This repository provides some code sample to build a PyTorch dataset to stream data from Kafka. This is especially useful when you need to commit each batch of data explicitly.
This hasn't yet been released to PyPI but I might take time to do it.
This has been developped and tested for Python 3.8 with PyTorch 1.6.0 and kafka-python 2.0.2 on Ubuntu 18.04. This should work on more recent versions, and probably on older releases as well but I haven't tried it. I'm not sure the multiprocessing part would work on Mac OS or Windows but if someone is willing to test it, feel free to give me feedbacks !
Of course, best is to use a virtual env.
virtualenv -p python3.8 env
source env/bin/activate
pip install .
You can also install it directly from GitHub with one of the two following options.
# This first option is likely to be faster to download
pip install https://github.com/bendabir/torch-kafka/archive/1.2.0.tar.gz
# Probably slower because of the git clone
pip install git+https://github.com/bendabir/torch-kafka@1.2.0
This has been designed to handle both singleprocessing and multiprocessing through the PyTorch DataLoader class. Below are two examples, for both setups.
For every example, we'll use this class that implements a concrete data processing on the data fetched from Kafka.
import torch
from torchkafka import KafkaDataset
class MyDataset(KafkaDataset):
def _process(self, record):
# Do something here. For example :
return torch.rand(8)
In some cases, you might also want to override the consumer instanciation method (to force some parameters for instance). For example :
class MyDataset(KafkaDataset):
# ...
@classmethod
def new_consumer(cls, *args, **kwargs):
kwargs["value_deserializer"] = json.loads
return super(cls, cls).new_consumer(*args, **kwargs)
If you need to add some attributes to your dataset, you can override both the __init__
and placeholder
methods. If the _process
method returns None
, then the element is skipped by the dataset.

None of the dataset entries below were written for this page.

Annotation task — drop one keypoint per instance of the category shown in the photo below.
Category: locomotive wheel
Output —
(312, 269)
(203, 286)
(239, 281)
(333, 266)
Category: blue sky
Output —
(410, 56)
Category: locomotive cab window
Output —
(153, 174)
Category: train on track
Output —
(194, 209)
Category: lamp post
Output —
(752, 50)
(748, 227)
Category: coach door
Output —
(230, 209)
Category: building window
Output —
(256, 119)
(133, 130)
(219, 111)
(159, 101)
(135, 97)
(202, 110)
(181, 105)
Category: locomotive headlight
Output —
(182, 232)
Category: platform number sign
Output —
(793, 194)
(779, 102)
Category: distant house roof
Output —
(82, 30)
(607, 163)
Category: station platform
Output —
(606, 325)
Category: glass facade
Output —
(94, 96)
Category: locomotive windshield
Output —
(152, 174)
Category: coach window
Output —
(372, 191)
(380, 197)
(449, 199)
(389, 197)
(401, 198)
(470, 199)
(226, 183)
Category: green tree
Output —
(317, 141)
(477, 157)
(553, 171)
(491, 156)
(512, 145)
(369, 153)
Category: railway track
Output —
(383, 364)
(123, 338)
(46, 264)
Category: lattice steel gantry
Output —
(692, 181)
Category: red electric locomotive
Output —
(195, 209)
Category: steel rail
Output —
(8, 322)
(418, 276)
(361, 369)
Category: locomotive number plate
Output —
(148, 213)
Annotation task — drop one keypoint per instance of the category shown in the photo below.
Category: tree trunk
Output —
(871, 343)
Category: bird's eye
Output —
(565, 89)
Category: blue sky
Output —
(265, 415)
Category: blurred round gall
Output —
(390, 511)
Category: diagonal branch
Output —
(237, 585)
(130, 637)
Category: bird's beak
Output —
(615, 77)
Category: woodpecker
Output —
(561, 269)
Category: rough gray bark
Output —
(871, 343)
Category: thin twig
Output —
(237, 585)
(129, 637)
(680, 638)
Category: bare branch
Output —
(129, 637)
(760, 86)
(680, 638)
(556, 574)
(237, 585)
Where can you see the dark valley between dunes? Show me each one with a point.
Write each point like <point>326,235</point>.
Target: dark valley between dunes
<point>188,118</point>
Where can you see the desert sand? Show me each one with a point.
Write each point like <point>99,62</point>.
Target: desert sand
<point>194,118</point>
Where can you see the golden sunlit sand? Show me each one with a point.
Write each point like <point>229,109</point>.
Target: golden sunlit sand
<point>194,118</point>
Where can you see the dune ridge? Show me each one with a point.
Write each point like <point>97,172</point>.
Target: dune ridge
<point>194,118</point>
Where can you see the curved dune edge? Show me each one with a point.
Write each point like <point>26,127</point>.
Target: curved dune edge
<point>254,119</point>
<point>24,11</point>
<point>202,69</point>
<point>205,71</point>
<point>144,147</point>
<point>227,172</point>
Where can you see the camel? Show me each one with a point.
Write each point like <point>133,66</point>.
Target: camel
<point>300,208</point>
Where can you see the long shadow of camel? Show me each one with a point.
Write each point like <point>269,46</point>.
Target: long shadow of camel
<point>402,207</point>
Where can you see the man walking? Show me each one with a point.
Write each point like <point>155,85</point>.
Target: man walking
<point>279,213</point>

class MyDataset(KafkaDataset):
def __init__(self, min_size: int, *args, **kwargs):
self.min_size = min_size
super().__init__(*args, **kwargs)
@classmethod
def placeholder(cls, min_size: int):
return cls(min_size, _is_placeholder = True)
def _process(self, record):
# Do something here with the attribute
elements: list = json.loads(record.value)
if len(elements) < self.min_size:
return None
return elements
For singleprocessing, this is quite straight forward. We just need to build a dataset and a dataloader as usual, and then use a little helper to auto-commit the batches for us. The batch size is just given as an example.
from torch.utils.data import DataLoader
from torchkafka import auto_commit
# We can define some other settings of the consumer here
# (max_poll_records, session_timeout_ms, etc.).
dataset = MyDataset(
"topic",
group_id = "group_1",
bootstrap_servers = ["localhost:9092"]
)
dataloader = DataLoader(dataset, batch_size = 4)
for batch in auto_commit(dataloader):
# DO STUFF
pass
For multiprocessing, it requires some more tweaks (but not that much, don't worry). The batch size is just given as an example.
from torch.utils.data import DataLoader
from torchkafka import auto_commit
# Define a placeholder dataset (without any Kafka consumer).
# Consumers will be initialized by the dataloader.
dataset = MyDataset.placeholder()
dataloader = DataLoader(
dataset,
batch_size = 4,
# The number of workers should be >= 1 to enable multiprocessing.
num_workers = 2,
# We can define some other settings of the consumer here
# (max_poll_records, session_timeout_ms, etc.).
worker_init_fn = MyDataset.init_worker(
"topic",
group_id = "group_1",
bootstrap_servers = ["localhost:9092"]
)
)
for batch in auto_commit(dataloader):
# DO STUFF
pass
Please observe the GNU General Public License v3.0 license that is listed in this repository.